Integrating Feedback Loss from Bi-modal Sarcasm Detector for Sarcastic Speech Synthesis
This addresses the problem of generating natural sarcastic speech for applications like entertainment and human-computer interaction, but it is incremental as it builds on existing TTS and sarcasm detection methods.
The study tackled the challenge of synthesizing sarcastic speech by integrating feedback loss from a bi-modal sarcasm detector into TTS training and using a two-stage fine-tuning process, resulting in improved quality, naturalness, and sarcasm-awareness in synthesized speech as shown by objective and subjective evaluations.

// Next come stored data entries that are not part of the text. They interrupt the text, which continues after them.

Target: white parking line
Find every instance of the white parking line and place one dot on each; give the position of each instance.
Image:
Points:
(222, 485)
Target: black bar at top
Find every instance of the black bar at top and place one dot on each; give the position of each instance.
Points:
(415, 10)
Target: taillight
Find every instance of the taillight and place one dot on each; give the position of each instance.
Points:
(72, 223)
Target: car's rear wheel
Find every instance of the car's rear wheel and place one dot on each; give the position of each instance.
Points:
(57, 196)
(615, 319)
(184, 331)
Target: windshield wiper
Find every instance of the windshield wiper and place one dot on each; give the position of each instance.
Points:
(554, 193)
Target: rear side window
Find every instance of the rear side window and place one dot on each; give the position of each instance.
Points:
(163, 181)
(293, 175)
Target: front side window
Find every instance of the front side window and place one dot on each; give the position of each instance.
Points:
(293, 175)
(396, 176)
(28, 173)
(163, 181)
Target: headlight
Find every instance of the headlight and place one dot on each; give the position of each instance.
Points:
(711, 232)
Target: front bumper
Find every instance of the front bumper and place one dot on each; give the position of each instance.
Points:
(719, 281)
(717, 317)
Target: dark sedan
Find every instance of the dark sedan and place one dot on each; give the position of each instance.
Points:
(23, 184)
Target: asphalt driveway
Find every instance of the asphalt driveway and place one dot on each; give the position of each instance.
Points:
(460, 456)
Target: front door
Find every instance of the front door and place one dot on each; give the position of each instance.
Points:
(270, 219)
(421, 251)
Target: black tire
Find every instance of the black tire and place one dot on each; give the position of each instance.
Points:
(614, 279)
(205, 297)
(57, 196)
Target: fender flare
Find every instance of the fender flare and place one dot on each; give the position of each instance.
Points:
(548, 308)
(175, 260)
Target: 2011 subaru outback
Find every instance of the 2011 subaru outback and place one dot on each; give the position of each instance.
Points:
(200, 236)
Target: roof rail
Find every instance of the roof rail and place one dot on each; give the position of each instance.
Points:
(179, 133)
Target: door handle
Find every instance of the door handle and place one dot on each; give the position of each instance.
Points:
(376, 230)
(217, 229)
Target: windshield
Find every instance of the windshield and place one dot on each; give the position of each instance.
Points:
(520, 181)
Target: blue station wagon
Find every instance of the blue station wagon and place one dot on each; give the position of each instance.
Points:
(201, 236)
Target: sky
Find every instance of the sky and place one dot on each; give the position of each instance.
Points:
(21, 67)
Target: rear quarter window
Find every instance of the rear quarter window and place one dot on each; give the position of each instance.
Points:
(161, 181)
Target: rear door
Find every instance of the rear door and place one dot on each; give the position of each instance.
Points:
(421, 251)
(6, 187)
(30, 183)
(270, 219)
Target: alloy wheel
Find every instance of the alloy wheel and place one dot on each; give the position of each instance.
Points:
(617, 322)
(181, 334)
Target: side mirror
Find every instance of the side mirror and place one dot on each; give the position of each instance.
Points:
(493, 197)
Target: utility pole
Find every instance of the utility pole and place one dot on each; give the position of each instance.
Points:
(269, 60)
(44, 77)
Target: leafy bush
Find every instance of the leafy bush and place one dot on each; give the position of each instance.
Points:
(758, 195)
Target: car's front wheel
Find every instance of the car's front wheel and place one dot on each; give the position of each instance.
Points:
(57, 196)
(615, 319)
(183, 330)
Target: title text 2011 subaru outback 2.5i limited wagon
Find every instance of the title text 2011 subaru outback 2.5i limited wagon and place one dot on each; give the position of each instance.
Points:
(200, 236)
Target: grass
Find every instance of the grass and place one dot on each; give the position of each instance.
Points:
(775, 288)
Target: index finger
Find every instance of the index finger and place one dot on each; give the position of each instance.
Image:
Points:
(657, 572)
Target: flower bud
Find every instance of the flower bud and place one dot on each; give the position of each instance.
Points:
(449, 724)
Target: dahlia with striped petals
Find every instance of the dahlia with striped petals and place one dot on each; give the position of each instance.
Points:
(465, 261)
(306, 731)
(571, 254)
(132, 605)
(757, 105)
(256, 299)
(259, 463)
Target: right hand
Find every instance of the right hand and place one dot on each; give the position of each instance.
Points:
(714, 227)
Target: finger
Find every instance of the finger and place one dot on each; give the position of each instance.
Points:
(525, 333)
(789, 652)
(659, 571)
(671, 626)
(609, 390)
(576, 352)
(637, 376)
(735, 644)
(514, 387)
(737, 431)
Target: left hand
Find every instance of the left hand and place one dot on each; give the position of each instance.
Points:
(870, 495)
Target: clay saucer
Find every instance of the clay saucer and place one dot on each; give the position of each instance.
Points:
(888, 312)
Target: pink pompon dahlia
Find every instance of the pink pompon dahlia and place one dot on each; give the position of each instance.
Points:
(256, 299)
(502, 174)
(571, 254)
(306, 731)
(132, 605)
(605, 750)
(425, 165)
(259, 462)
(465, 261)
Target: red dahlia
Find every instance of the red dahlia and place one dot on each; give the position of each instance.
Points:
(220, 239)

Sarcastic speech synthesis, which involves generating speech that effectively conveys sarcasm, is essential for enhancing natural interactions in applications such as entertainment and human-computer interaction. However, synthesizing sarcastic speech remains a challenge due to the nuanced prosody that characterizes sarcasm, as well as the limited availability of annotated sarcastic speech data. To address these challenges, this study introduces a novel approach that integrates feedback loss from a bi-modal sarcasm detection model into the TTS training process, enhancing the model's ability to capture and convey sarcasm. In addition, by leveraging transfer learning, a speech synthesis model pre-trained on read speech undergoes a two-stage fine-tuning process. First, it is fine-tuned on a diverse dataset encompassing various speech styles, including sarcastic speech. In the second stage, the model is further refined using a dataset focused specifically on sarcastic speech, enhancing its ability to generate sarcasm-aware speech. Objective and subjective evaluations demonstrate that our proposed methods improve the quality, naturalness, and sarcasm-awareness of synthesized speech.